A fix is a code change made by the agent in response to a failed verification. After a fix, the agent re-verifies. All fixes are tracked separately so you can see exactly what the agent changed to resolve an issue.

Trace & span

IronBee records traces for each verification cycle, a structured log of every tool call, with timing. Within a trace, each individual tool invocation is a span. The waterfall chart in the console visualizes these as a timeline, making it easy to see what the agent tested, in what order, and how long each step took.

Analysis

After a session completes, IronBee runs analysis an LLM-powered pass over the session data. Analysis produces:
  • Findings — specific problems identified (errors, failures, inconsistencies)
  • Recommendations — concrete suggestions for improving code quality or the verification setup
Analysis runs at two scopes: project level (focused on a single codebase) and account level (aggregated across all your projects, surfacing broader patterns).

Operation modes

IronBee supports three operation modes:

Assist mode (default)

Verification is enabled the devtools, the verifier, the /ironbee-verify command, and MCP servers are all installed but the completion gate does not automatically block the agent.
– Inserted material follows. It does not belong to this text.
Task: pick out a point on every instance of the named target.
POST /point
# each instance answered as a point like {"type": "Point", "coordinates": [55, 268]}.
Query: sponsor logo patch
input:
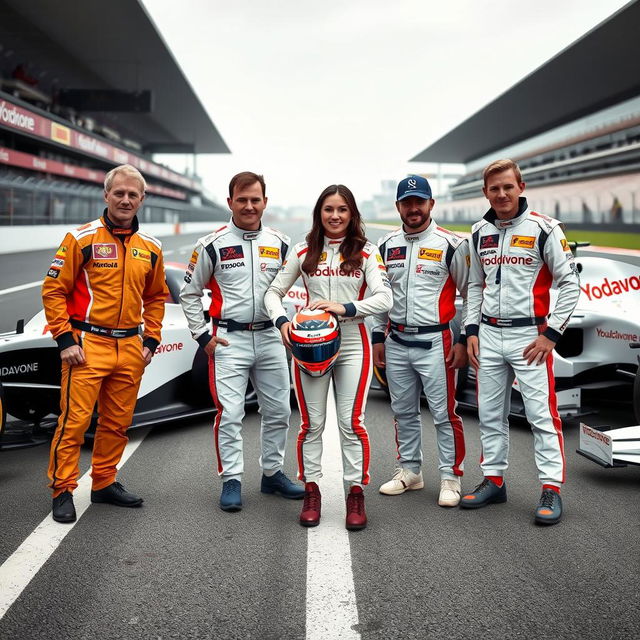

The agent (or you) can run verifications on demand and the results are recorded, but a pass isn’t required before completing. This is the default after ironbee install — the tooling is available without strict enforcement.

Enforce mode

Verification is fully enforced. When the agent tries to complete a task, the completion gate triggers automatically and the agent cannot finish until all active verification cycles pass. Opt in with ironbee verification auto enable (or pick enforce at install time).

Monitoring-only mode

When verification is disabled (ironbee verification disable), IronBee runs in monitoring-only mode. The enforcement hook, verification skill, and MCP servers are not installed. Sessions still record tool calls and timing data and you get full observability without slowing the agent down. This is useful for measuring baseline agent behavior before enabling enforcement.

Projects inventory

ironbee install records every project it touches in ~/.ironbee/projects.json. This inventory powers batch operations like ironbee install --all (re-install across every registered project) and ironbee uninstall --all (wipe IronBee from every project). Use ironbee register / ironbee unregister for manual inventory management.

Config files

IronBee reads config from three locations, deep-merged (project-local wins over project wins over global):
FileScopeCommitted?
~/.ironbee/config.jsonGlobal, applies to all projectsN/A
<project>/.ironbee/config.jsonProject-level, shared with teamYes
<project>/.ironbee/config.local.jsonProject-local, machine-specific overridesNo (gitignored)
The IRONBEE_API_KEY environment variable overrides collector.apiKey from any config file. See Configuration for all available options.